Article : Prix équitables

Combat contre l’îlot de cherté: décryptage

Une initiative pour faire bouger les choses

2.2.2017, Robin Eymann

La FRC soutient l’initiative fédérale qui veut juguler les prix exagérés.



L’initiative populaire «Stop à l’îlot de cherté – pour des prix équitables» demande que cesse une politique des prix abusive envers des consommateurs captifs. Le texte vise donc à sanctionner les entreprises qui profitent de leur position sur le marché suisse pour pratiquer des prix surfaits.
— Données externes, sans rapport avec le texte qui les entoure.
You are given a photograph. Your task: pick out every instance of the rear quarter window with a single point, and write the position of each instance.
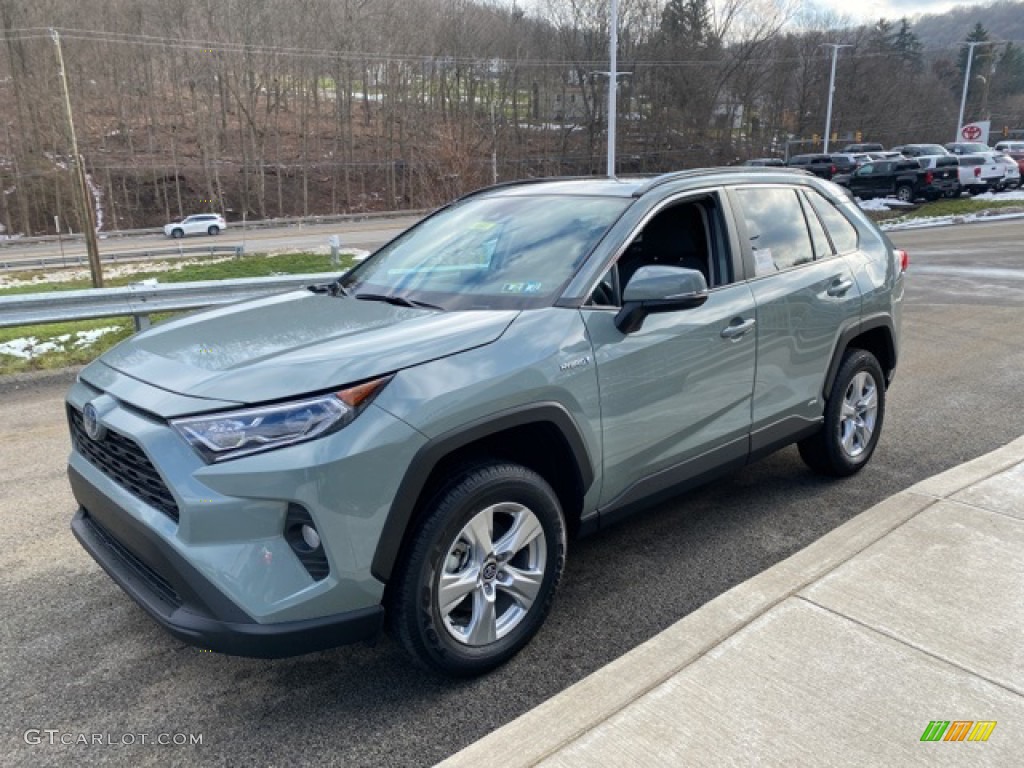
(842, 232)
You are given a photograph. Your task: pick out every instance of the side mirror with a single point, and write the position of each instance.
(659, 289)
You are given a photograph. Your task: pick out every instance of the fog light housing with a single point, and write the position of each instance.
(304, 539)
(309, 536)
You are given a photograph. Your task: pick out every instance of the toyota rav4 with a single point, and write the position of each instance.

Concrètement, une firme étrangère ne pourrait plus refuser de fournir une société helvétique sous prétexte qu’un «fournisseur officiel» se charge du marché indigène. Ces «importateurs exclusifs» limitent la concurrence et en profitent pour gonfler les prix des produits importés. Les arguments à retenir.

20 MILLIARDS EN TROP

C’est le montant du surplus payé par les consommateurs et PME suisses à cause de prix surfaits, selon l’ancien Surveillant des prix, Rudolf Strahm. Une forme de «racket» exploitant le pouvoir d’achat suisse.

En faisant baisser le prix des produits en Suisse, le tourisme d’achat perdrait en attractivité.

L’initiative permet de contourner les «importateurs exclusifs» qui majorent les prix pour les Suisses.

Cas concrets: quand une cartouche d’imprimante est finie, il est impossible d’utiliser une recharge d’une autre marque. Ou lorsqu’une PME doit remplacer la pièce d’une machine auprès d’un fournisseur exclusif.

 

UN PRIX À LA TÊTE DU CLIENT

Payer un pain au chocolat 15 ct. dans une boulangerie si on est Français et 3 fr. si on est Suisse ferait hurler (voir vidéo). Pourtant, c’est ce qui se passe souvent sur internet. Le fait de se déclarer suisse peut faire augmenter le prix jusqu’à 50%.

L’initiative vise à empêcher la géodiscrimination pour les achats en ligne et, en cas d’acceptation, forcera les entreprises suisses à répercuter les gains espérés.

 

CONSOMMATEURS ET PME UNIS

L’initiative est soutenue par des représentants de tous les partis et de tous les milieux, allant des consommateurs aux PME en passant par les syndicats ou l’hôtellerie- restauration. L’îlot de cherté est dommageable à l’économie dans son ensemble puisqu’elle pénalise les clients comme les exportateurs.

Face à des pratiques anticoncurrentielles, la mobilisation est forte pour garantir les emplois et les salaires dans le pays en luttant contre l’îlot de cherté.

 

L’EXCUSE DES HAUTS SALAIRES

Le mythe est répandu. Il est pourtant battu en brèche dans les faits. Le Conseil fédéral et Monsieur Prix reconnaissent que les salaires n’expliquent pas le phénomène.

La forte productivité des employés tirerait même les prix vers le bas (BAK Basel, 2010).

 

LES FACTEURS DE L’ÎLOT DE CHERTÉ

Les coûts d’achat sur le marché intérieur ont évidemment un impact sur les prix. Selon Monsieur Prix, les frais de marketing et les loyers sont une partie de l’explication. Les coûts d’achat à l’importation représentent 17% du prix selon une étude des entreprises de commerce de détail. En moyenne, les coûts d’approvisionnement de nos voisins sont inférieurs d’environ 20%.

L’initiative permet donc d’agir directement sur les prix en Suisse puisqu’elle vise à faire baisser le prix des importations.

 

LE SORT DE L’AGRICULTURE

L’Union suisse des paysans soutient l’initiative parlementaire Altherr (lire p. 24) qui vise les mêmes buts puisqu’elle permettrait de faire baisser les prix des produits importés (machines, véhicules, semences).

L’initiative ne concerne que les biens dont les entreprises sont dépendantes, lorsqu’il n’est pas possible de se passer du produit spécifique d’une entreprise.

L’initiative est soutenue par la FRC et ses partenaires de l’Alliance, SKS et ACSI. La récolte de signatures court jusqu’au 20 mars 2018.